Looking back at the formal definition of this, what is strict mode and non-strict mode?

Strict mode and non-strict mode

Strict mode lets you enable a restricted variant of JavaScript.

Strict mode does a few different things. The first is that it gets rid of silent errors, and instead throws errors.

// myFile.js
'use strict';

hello = 'hello'; // ReferenceError
console.log(hello); // Not executed due to above error
// myFile.js
hello = 'hello';
console.log(hello); // "hello"

Another example of getting rid of silent errors:

'use strict';

var undefined = 'hello'; // TypeError
console.log(undefined); // Not executed due to above error
var undefined = 'hello';
console.log(undefined); // undefined

In addition to removing silent errors, strict mode also resolves problems to help the JavaScript engine perform more optimizations.
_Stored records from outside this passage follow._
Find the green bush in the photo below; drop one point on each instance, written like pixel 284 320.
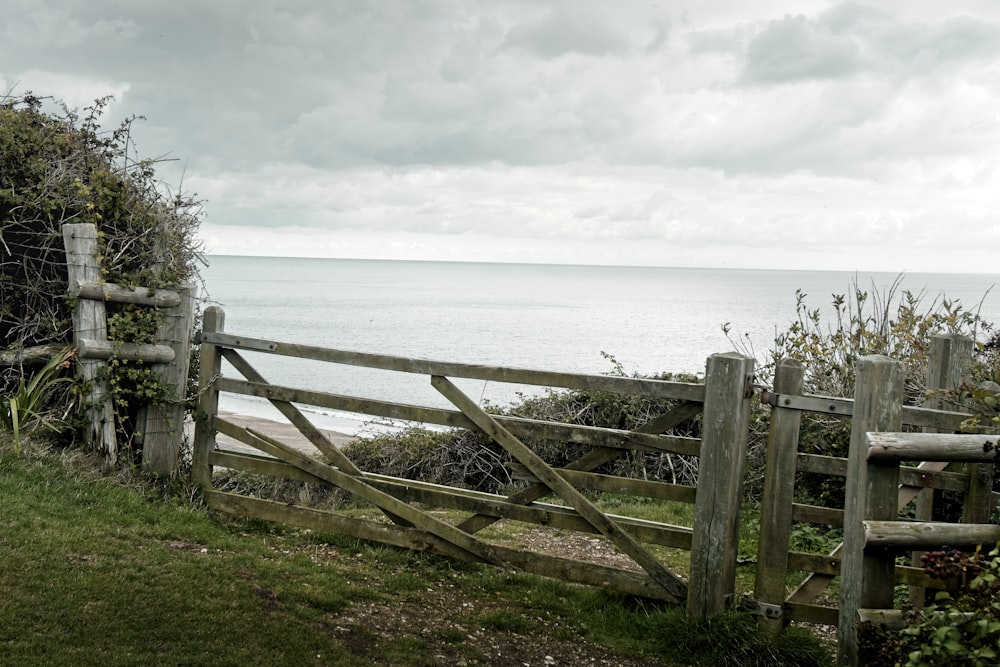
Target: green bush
pixel 56 167
pixel 891 322
pixel 959 629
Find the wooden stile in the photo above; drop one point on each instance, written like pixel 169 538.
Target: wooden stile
pixel 163 426
pixel 865 583
pixel 210 370
pixel 90 322
pixel 779 488
pixel 725 425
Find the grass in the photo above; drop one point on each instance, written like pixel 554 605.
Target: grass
pixel 95 572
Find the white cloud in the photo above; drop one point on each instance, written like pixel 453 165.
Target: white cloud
pixel 765 133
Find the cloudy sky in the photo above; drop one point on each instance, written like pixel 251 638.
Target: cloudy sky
pixel 772 133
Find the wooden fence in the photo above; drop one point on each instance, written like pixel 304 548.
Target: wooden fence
pixel 877 406
pixel 724 400
pixel 160 425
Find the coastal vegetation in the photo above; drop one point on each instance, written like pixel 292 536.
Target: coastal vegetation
pixel 58 166
pixel 84 552
pixel 124 570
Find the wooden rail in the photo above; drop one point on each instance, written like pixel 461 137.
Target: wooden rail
pixel 160 425
pixel 948 366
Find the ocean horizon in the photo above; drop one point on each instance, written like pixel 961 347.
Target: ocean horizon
pixel 556 317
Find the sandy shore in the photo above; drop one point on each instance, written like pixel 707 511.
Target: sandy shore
pixel 279 431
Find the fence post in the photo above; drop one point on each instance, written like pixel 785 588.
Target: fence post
pixel 728 388
pixel 776 503
pixel 90 321
pixel 213 321
pixel 878 402
pixel 163 427
pixel 948 366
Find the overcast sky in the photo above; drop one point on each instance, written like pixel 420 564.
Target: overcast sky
pixel 805 134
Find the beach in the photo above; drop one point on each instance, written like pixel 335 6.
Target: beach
pixel 283 432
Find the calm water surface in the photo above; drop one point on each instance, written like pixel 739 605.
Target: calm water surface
pixel 549 317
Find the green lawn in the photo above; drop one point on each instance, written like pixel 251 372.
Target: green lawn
pixel 112 571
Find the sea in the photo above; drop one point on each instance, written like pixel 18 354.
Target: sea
pixel 584 319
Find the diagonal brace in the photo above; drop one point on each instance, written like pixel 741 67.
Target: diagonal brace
pixel 590 512
pixel 479 549
pixel 589 461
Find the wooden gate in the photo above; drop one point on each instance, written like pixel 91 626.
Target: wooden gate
pixel 724 399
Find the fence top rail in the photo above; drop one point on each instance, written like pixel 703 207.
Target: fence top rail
pixel 664 389
pixel 844 407
pixel 962 447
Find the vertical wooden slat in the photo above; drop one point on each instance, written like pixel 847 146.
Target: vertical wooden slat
pixel 878 401
pixel 715 542
pixel 163 427
pixel 948 366
pixel 779 488
pixel 213 321
pixel 90 321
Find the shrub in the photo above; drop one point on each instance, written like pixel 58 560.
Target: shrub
pixel 470 459
pixel 32 403
pixel 891 322
pixel 58 167
pixel 957 630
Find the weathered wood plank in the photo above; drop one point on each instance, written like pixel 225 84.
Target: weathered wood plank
pixel 844 407
pixel 591 460
pixel 828 516
pixel 163 424
pixel 779 490
pixel 725 425
pixel 622 539
pixel 583 435
pixel 685 391
pixel 499 507
pixel 141 296
pixel 90 321
pixel 632 583
pixel 295 416
pixel 210 369
pixel 589 481
pixel 878 399
pixel 107 349
pixel 809 589
pixel 391 505
pixel 922 476
pixel 31 356
pixel 830 566
pixel 964 447
pixel 928 534
pixel 811 613
pixel 834 466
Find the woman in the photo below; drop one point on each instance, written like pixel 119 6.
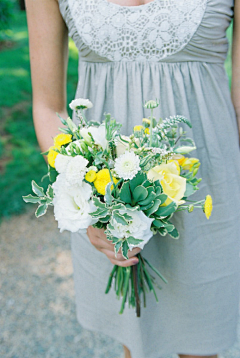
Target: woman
pixel 132 51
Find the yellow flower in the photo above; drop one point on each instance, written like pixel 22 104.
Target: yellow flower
pixel 172 183
pixel 176 163
pixel 146 120
pixel 188 163
pixel 91 176
pixel 52 154
pixel 208 206
pixel 102 179
pixel 138 128
pixel 62 139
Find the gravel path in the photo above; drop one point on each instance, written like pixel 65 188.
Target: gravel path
pixel 37 308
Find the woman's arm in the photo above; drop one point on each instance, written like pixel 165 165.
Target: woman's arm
pixel 48 42
pixel 236 61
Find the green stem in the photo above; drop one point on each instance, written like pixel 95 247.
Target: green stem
pixel 151 125
pixel 109 284
pixel 156 271
pixel 125 288
pixel 135 280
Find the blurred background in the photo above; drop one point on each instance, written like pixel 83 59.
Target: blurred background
pixel 37 302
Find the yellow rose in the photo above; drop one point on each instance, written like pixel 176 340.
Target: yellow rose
pixel 138 128
pixel 62 139
pixel 146 120
pixel 174 186
pixel 91 176
pixel 101 181
pixel 52 154
pixel 176 163
pixel 188 163
pixel 208 206
pixel 179 157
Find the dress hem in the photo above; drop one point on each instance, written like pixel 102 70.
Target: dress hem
pixel 184 352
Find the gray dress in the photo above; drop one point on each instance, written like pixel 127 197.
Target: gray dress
pixel 172 50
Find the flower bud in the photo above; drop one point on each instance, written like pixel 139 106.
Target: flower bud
pixel 151 104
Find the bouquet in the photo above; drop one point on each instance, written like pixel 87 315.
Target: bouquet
pixel 129 185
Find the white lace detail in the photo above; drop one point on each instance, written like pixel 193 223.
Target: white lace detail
pixel 152 31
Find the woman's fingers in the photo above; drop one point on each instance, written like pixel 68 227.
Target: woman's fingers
pixel 99 240
pixel 125 263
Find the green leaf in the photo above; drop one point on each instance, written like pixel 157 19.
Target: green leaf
pixel 108 196
pixel 146 207
pixel 98 203
pixel 127 217
pixel 31 199
pixel 162 231
pixel 41 210
pixel 37 189
pixel 52 174
pixel 163 198
pixel 174 234
pixel 99 213
pixel 114 239
pixel 117 246
pixel 147 183
pixel 132 241
pixel 149 198
pixel 154 208
pixel 158 223
pixel 189 190
pixel 50 192
pixel 165 211
pixel 137 180
pixel 139 193
pixel 125 249
pixel 105 219
pixel 125 193
pixel 119 218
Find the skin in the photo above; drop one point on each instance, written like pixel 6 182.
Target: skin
pixel 48 41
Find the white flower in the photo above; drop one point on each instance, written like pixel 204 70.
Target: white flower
pixel 121 146
pixel 72 205
pixel 80 103
pixel 127 165
pixel 76 170
pixel 98 134
pixel 139 227
pixel 61 163
pixel 92 167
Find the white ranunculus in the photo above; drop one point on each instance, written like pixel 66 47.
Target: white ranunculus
pixel 72 205
pixel 72 145
pixel 61 163
pixel 99 135
pixel 121 146
pixel 84 133
pixel 80 103
pixel 76 170
pixel 139 227
pixel 127 165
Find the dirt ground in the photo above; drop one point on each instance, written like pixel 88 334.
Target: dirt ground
pixel 37 303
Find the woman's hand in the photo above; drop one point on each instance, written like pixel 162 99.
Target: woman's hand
pixel 99 240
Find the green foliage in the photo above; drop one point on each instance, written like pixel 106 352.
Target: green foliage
pixel 44 200
pixel 6 13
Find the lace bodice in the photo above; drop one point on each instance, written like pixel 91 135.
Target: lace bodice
pixel 152 31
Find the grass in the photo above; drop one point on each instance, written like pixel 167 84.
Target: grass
pixel 20 158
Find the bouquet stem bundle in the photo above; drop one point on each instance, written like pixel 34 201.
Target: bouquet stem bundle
pixel 131 283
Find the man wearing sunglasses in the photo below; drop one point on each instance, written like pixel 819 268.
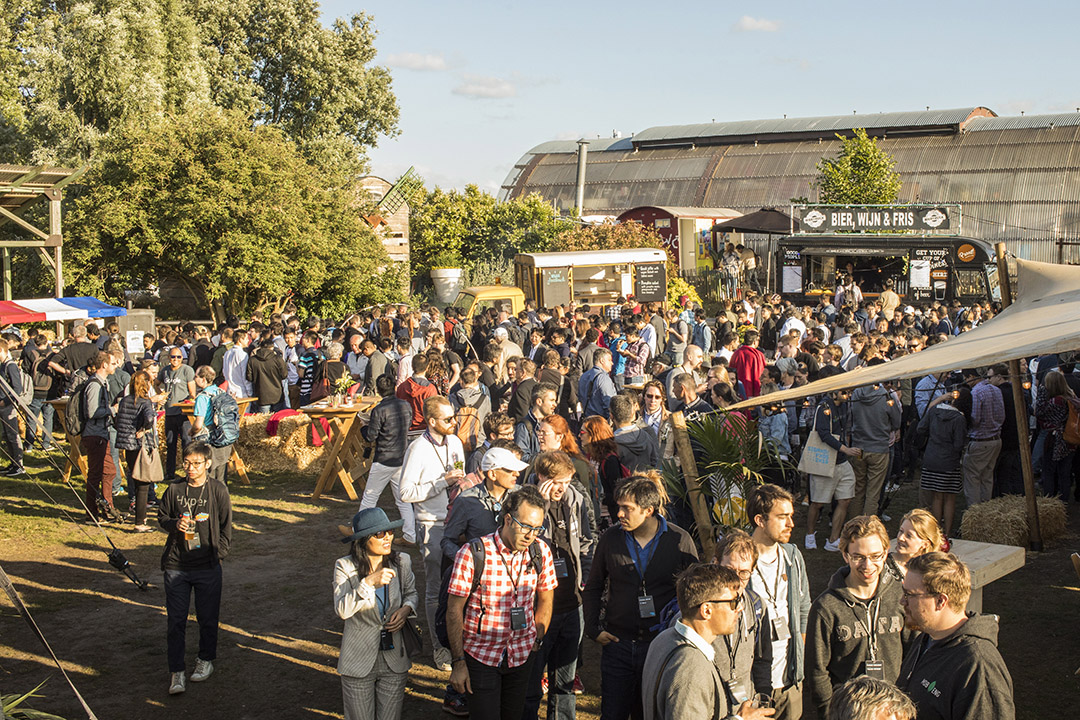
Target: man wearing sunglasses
pixel 499 609
pixel 178 381
pixel 680 679
pixel 953 668
pixel 855 627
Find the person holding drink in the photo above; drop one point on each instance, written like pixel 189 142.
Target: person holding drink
pixel 374 594
pixel 198 516
pixel 434 462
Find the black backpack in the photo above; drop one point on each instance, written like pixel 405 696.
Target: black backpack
pixel 476 546
pixel 75 418
pixel 225 413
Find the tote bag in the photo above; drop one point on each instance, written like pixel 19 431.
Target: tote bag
pixel 818 458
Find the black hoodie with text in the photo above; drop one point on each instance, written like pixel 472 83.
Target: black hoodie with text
pixel 838 643
pixel 960 677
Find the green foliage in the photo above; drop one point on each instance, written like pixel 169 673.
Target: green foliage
pixel 13 708
pixel 470 229
pixel 607 235
pixel 861 174
pixel 234 214
pixel 73 71
pixel 737 457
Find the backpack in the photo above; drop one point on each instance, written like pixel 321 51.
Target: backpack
pixel 470 431
pixel 1071 431
pixel 75 418
pixel 27 384
pixel 225 413
pixel 476 546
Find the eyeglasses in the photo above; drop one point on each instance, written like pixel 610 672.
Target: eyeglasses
pixel 908 596
pixel 731 602
pixel 528 529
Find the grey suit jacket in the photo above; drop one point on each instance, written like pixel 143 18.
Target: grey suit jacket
pixel 354 602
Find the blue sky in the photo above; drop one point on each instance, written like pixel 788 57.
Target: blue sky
pixel 481 82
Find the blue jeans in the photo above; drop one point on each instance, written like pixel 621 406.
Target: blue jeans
pixel 1056 474
pixel 207 587
pixel 38 405
pixel 558 657
pixel 621 666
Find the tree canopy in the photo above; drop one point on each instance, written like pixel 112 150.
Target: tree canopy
pixel 233 214
pixel 72 70
pixel 861 174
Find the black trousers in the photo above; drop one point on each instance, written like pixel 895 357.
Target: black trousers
pixel 498 692
pixel 207 588
pixel 176 433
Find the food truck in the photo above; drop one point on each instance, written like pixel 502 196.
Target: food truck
pixel 594 277
pixel 906 244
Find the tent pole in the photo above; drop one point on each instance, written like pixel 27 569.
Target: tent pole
pixel 1034 531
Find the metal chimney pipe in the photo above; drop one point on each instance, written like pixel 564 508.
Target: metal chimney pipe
pixel 582 157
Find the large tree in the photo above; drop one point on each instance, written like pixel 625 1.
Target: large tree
pixel 234 214
pixel 861 174
pixel 75 69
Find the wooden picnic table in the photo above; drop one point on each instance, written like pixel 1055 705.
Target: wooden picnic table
pixel 987 562
pixel 235 462
pixel 346 461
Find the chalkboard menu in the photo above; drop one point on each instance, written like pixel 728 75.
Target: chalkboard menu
pixel 651 282
pixel 555 286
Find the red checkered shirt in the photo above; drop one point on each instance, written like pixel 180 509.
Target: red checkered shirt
pixel 487 635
An interesting result of this is that sometimes, identical code can run faster in strict mode than non-strict mode. Lastly, strict mode does not allow syntax from future ECMAScript versions to be used.

The opposite of strict mode is known as “sloppy mode” or non-strict mode.

Arrow functions

Arrow functions do not have their own bindings to this, they instead inherit from the parent scope. In the example below, the function will return the global context for this.

const myFunc = () => this;
console.log(myFunc()); // global context is logged

Similar to the above example, the arrow function will use the global execution context this.

var name = 'Bob';
const myFunc = () => console.log(this.name);
myFunc(); // Bob

In the next example, the function returns Bob is hosting a party, where the arrow function returns undefined is hosting a party. Because the arrow function does not have this it’ll look in the global context because that’s where it was called from, and this.host (in the below example) is undefined in the global context.

const parent = {
    host: "Bob",
    party: function () { return `${this.host} is hosting a party` },
};
console.log(parent.party()); // Bob is hosting a party
const parent = {
    host: "Bob",
    party: () => `${this.host} is hosting a party`,
};
console.log(parent.party()); // undefined is hosting a party

In a React component class, it’s common to have to bind method functions to the class instance of this. Which needs to happen because functions have their own this, so in order to reference the class this it needs to be bound to it. Arrow function methods do not have this issue because they don’t have their own this and instead inherit the next level up parent’s this context.